Upon deployment, we provided channels for language specialty team members to report any issues, and we tailored the algorithm to fluctuating caseloads. We developed a dashboard of results — including the actual preferred language of the case and the language the interview was conducted in — to enable continuous monitoring, which ensured fidelity with the assignment process and enabled adaptation when the third surge hit Santa Clara County in December 2020. After the pilot period, which ran from December 2020 to February 2021, we also fielded a survey to all contact tracers to understand their assessment of existing state interpreter services and, where applicable, the language-matching program.

Results

The core results of the pilot show that the intervention resulted in more efficient contact tracing through significant time savings, despite the addition of a process for identifying and reassigning the case records in the software system. Time from a case being opened to completion of the initial interview was estimated to be reduced by nearly 14 hours for patients who would have been matched to a bilingual contact tracer if flagged as a likely Spanish speaker. The likelihood of completing a case interview on the same day it was opened increased by 12 percentage points. Additionally, there was a 4-percentage-point reduction in patient refusal to interview, indicating improved patient engagement under the program. To put this in context, for all patients in the month prior to the pilot, the average time from a case being opened to completion of the initial interview was nearly 30 hours; the average refusal rate was nearly 2%; and the average rate of interviewed cases that were completed on the same day they were opened was 37%.
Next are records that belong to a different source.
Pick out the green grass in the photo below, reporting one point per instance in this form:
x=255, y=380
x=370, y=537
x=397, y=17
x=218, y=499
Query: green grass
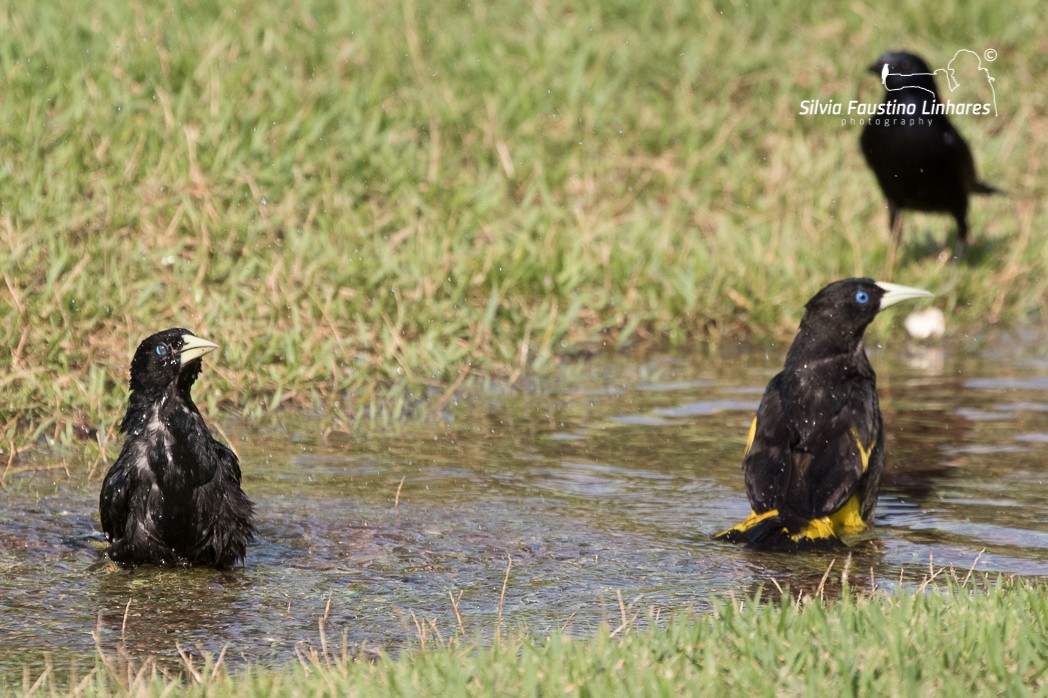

Time from a case being opened to completion of the initial interview was estimated to be reduced by nearly 14 hours for patients who would have been matched to a bilingual contact tracer if flagged as a likely Spanish speaker.

The survey results from the contact tracers corroborated the trial results, with 45% of respondents indicating that using a third-party interpreter increased the time for contact tracing considerably or by a great deal, showing the time-saving benefit of the program. In addition, 67% of bilingual respondents reported that being able to conduct the interview in a non-English language themselves was easier than dialing in a third-party interpreter. Respondents reported that the interpretation service, although valuable, could sometimes make it more difficult to build rapport with their clients because of technical issues and increased interview length. Reported benefits of language matching included increased client satisfaction and engagement, an improved ability to seek and provide important information, and an improved ability to build trust.

Lessons

Overall, the results showed that the machine-learning system for Covid-19 contact tracing was a strong success, and we believe it has several important general lessons on how to develop accountable health care algorithms.

Bias and Equity

One of the dominant concerns with AI systems is built-in bias against certain demographic groups.¹⁴ Usually, algorithms are built to optimize for accurately predicting an outcome and only attempt to correct for underlying bias by adding constraints on how the algorithm works.¹⁵ For instance, if an algorithm had predicted interview time in order to optimize case processing time, developers might take supplementary steps to attempt to mitigate potential disparities across demographic groups.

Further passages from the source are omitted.